Some thoughts from a lovely Mathematics classroom in the lovely North West of England
#MakeOverMonday - Sun Room Carpet, 28th June 2013
I've been following Dan Meyer's blog for a few weeks now and have decided that it's about time I joined the Maths Blogsphere and respond to his Monday Makeover Challenge. In order to do this, I've had to resurrect my previously barely alive website and also join Twitter for the first time. Perhaps I'll have a bit of time to add some actual 'design' to this site before too long!
Here's the problem. How do we improve this task.
My experience of this task is that pupils have no idea about the practical aspects of the task. They have never laid carpet. Neither have they employed someone else to lay carpet. So, my first thoughts on this task are to try to give them the experience of laying a carpet. This seems a really good way of introducing a practical bit to the lesson - strips of paper that are 12 feet wide (scaled obviously!) so that they can experiment with different ways of laying them on a scale drawing of the room.
Secondly, the problem talks about 'nap'. Again, this is adding a 'context' that is simply not experiencable (should be a word) for pupils in the context of this problem in a classroom. Why not say 'pattern'? Now we could print a pattern on our previously mentioned 12 foot wide (scaled) strips of paper. Pupils can easily conceptualise that the pattern needs to line up.
I am English. I am pretty comfortable using either metric or Imperial units. However, all our shops use metric units so I always make measurements in metric. I would love my pupils to leave school with some vague feeling that they are aware of the history of measurement and some sense of how Imperial units relate to their metric equivalents. Imperial units are so much 'nicer' than metric. I hate measuring in metres even though I know that it is so much more sensible from any sort of number theory point of view. And metric units are a waste of time when talking to your Granny! But honestly, if I'd measured the room in metres and then found that I needed Imperial (for some inexplicable reason), I'd just go and re-measure the room! This is a silly extra complexity to the question that only exists in Questionsetterland.
I wonder about simply setting the task as "How much would it cost to carpet this classroom?" The room would not be as complicated a shape but the task would require pupils to ask questions ranging from "how big is the room?" (issuing in questions of which units to use possibly) to "what does carpet actually look like before it is stuck to the floor?". We know that carpet is sold in 3 or 4 metre widths off a roll that is (for our purposes) as long as it needs to be but do our pupils know that? Perhaps a photo of rolls of carpet in a carpet shop would help. And then "how do you stick it to the floor?" and "what happens at the joins?" become questions that pupils may well raise as part of the problem. And why don't we project an actual website with real carpets and prices on? Homework - "How much would it cost to buy a new carpet for your bedroom?"

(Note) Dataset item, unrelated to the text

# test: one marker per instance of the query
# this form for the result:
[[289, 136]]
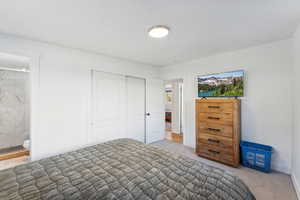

I know that I am posting these thoughts after Evan Weinberg has posted his thoughts. I really like your ideas and I know that there is a lot of overlap. However, I decided that I wanted to contribute a couple of days ago but it has taken me a couple of days to actually get the tech together to manage to do this. I could say 'I've missed the boat on this one' and wait for next week but if I'm actually going to get into this malarkey I feel I should go for it, check things like the website actually work and that if I tweet this back at you all, some people will actually see it. I hope as a fellow first timer you will agree with my reasoning!
I hope my next reply will be quicker!